Selama   pemerintahan   Umar,   kekuasaan   Islam   tumbuh dengan  sangat  pesat.  Islam  mengambil  alih  Mesopotamia  dan sebagian  Persia  dari tangan  dinasti Sassanid  dari Persia  (yang mengakhiri masa kekaisaran sassanid) serta mengambil alih Mesir, Palestina,  Syiria,  Afrika  Utara  dan  Armenia  dari  kekaisaran Romawi  (Byzantium).  Saat  itu  ada  dua  negara  adi  daya  yaitu Persia  dan  Romawi.  Namun  keduanya  telah  ditaklukkan  islam pada jaman Umar. Sejarah mencatat  banyak pertempuran besar yang  menjadi awal penaklukan  ini.  Pada pertempuran Yarmuk, yang   terjadi   di   dekat   Damaskus.   20   ribu   pasukan   Islam mengalahkan  pasukan  Romawi  yang  mencapai  70  ribu  dan mengakhiri kekuasaan Romawi di Asia Kecil bagian selatan.

Umar melakukan banyak reformasi secara administratif dan mengontrol  daridekat  kebijakan  publik,  termasuk  membangun sistem administratif untuk daerah yang baru ditaklukkan. Ia juga memerintahkan  diselenggarakannya  sensus  di  seluruh  wilayah kekuasaan Islam.Tahun 638, ia memerintahkan untuk memperluas dan merenovasi Masjidil Haram di Mekkah dan Masjid Nabawi di Madinah. Ia juga memulai proses kodifikasi hukum Islam. Umar dikenal dari gaya hidupnya yang sederhana, alih-alih mengadopsi gaya hidup dan penampilan para penguasa di zaman itu, ia tetap hidup sangat sederhana.[18]

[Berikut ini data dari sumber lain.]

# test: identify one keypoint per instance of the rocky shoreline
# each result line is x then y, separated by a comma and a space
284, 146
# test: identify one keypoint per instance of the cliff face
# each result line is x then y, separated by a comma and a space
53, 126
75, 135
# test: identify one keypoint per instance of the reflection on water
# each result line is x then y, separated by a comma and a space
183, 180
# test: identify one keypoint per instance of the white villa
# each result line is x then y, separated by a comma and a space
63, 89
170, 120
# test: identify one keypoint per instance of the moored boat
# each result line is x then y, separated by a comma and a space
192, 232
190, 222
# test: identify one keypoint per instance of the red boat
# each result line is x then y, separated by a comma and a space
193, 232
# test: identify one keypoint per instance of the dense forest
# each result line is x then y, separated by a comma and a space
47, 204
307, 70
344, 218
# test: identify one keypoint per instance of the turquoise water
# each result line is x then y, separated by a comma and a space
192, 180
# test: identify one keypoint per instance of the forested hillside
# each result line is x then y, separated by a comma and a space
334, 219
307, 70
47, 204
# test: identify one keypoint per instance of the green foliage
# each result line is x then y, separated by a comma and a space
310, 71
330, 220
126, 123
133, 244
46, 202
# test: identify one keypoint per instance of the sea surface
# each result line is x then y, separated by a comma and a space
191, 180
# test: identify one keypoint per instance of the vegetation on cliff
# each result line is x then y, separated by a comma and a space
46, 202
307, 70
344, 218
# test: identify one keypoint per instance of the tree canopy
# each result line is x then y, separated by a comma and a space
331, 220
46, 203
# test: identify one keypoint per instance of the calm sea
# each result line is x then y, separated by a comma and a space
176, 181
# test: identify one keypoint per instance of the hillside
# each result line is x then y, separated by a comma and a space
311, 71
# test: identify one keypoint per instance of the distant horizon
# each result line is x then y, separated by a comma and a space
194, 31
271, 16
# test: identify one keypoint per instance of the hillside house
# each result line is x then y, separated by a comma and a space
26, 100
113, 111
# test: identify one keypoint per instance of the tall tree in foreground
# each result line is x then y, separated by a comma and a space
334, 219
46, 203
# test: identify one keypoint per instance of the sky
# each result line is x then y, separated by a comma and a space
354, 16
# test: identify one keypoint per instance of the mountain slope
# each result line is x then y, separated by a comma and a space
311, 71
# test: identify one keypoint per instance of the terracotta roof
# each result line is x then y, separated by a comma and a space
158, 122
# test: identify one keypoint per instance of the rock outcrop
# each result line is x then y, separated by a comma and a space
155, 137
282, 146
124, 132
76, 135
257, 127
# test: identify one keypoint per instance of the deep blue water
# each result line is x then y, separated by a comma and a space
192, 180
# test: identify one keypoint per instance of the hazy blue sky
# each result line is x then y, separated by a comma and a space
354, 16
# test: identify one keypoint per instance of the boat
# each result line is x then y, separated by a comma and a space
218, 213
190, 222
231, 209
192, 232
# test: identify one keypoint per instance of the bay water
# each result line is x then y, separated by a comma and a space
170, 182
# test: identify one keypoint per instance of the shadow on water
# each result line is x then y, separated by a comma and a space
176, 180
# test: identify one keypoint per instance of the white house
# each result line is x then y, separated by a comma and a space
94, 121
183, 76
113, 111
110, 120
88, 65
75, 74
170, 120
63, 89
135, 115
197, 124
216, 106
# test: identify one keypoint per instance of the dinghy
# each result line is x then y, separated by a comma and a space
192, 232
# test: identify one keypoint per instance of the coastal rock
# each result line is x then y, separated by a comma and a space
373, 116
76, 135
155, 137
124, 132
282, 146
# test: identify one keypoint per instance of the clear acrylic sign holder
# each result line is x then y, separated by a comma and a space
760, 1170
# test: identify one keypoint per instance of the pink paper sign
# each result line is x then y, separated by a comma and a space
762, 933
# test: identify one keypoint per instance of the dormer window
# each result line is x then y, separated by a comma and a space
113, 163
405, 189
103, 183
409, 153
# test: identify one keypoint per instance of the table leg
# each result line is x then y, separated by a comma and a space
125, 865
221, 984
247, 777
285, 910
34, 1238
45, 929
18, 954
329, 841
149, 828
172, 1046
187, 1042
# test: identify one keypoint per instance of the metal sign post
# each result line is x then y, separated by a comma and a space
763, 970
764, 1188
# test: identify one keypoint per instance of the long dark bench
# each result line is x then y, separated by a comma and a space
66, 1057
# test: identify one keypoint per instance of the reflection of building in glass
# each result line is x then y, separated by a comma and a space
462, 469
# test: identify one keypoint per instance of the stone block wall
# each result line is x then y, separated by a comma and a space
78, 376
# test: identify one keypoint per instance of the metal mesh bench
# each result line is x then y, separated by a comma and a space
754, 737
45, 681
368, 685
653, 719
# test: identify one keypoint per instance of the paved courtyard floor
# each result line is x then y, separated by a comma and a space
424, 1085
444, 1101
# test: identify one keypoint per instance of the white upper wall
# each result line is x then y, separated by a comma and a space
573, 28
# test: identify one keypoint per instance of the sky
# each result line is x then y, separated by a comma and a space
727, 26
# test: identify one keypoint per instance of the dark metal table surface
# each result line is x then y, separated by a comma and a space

Pada sekitar tahun ke 17 Hijriah, tahun  ke-empat kekhalifahannya, Umar mengeluarkan keputusan bahwa penanggalan Islam hendaknya mulai dihitung saat peristiwa hijrah. Ada  beberapa  perkembangan peradaban  Islam  pada  masa khalifah Umar bin Khatthab, yang meliputi Sistem pemerintahan (politik), ilmu pengetahuan, sosial, seni, dan agama. Sebagaimana dijelaskan berikut:

a.       Pada masa khalifah Umar bin khatab, kondisi politik islam dalam keadaan   stabil,   usaha   perluasan   wilayah   Islam memperoleh hasil  yang  gemilang.

b.      Membentuk dewan-dewan Negara Guna  menertipkan  jalannya  administrasi  pemerintahan.[19]

c.       Perkembangan Ekonomi. Karena  perluasan  daerah  terjadi  dengan  cepat,  dan setelah   Khalifah   Umar   mengatur   administrasi   negara dengan mencontoh administrasi yang sudah berkembang terutama di Persia.

d.      Perkembangan Pengetahuan.[20]

 

 

D.    Masa Utsman Bin Affan (23-36 H/644-656 M)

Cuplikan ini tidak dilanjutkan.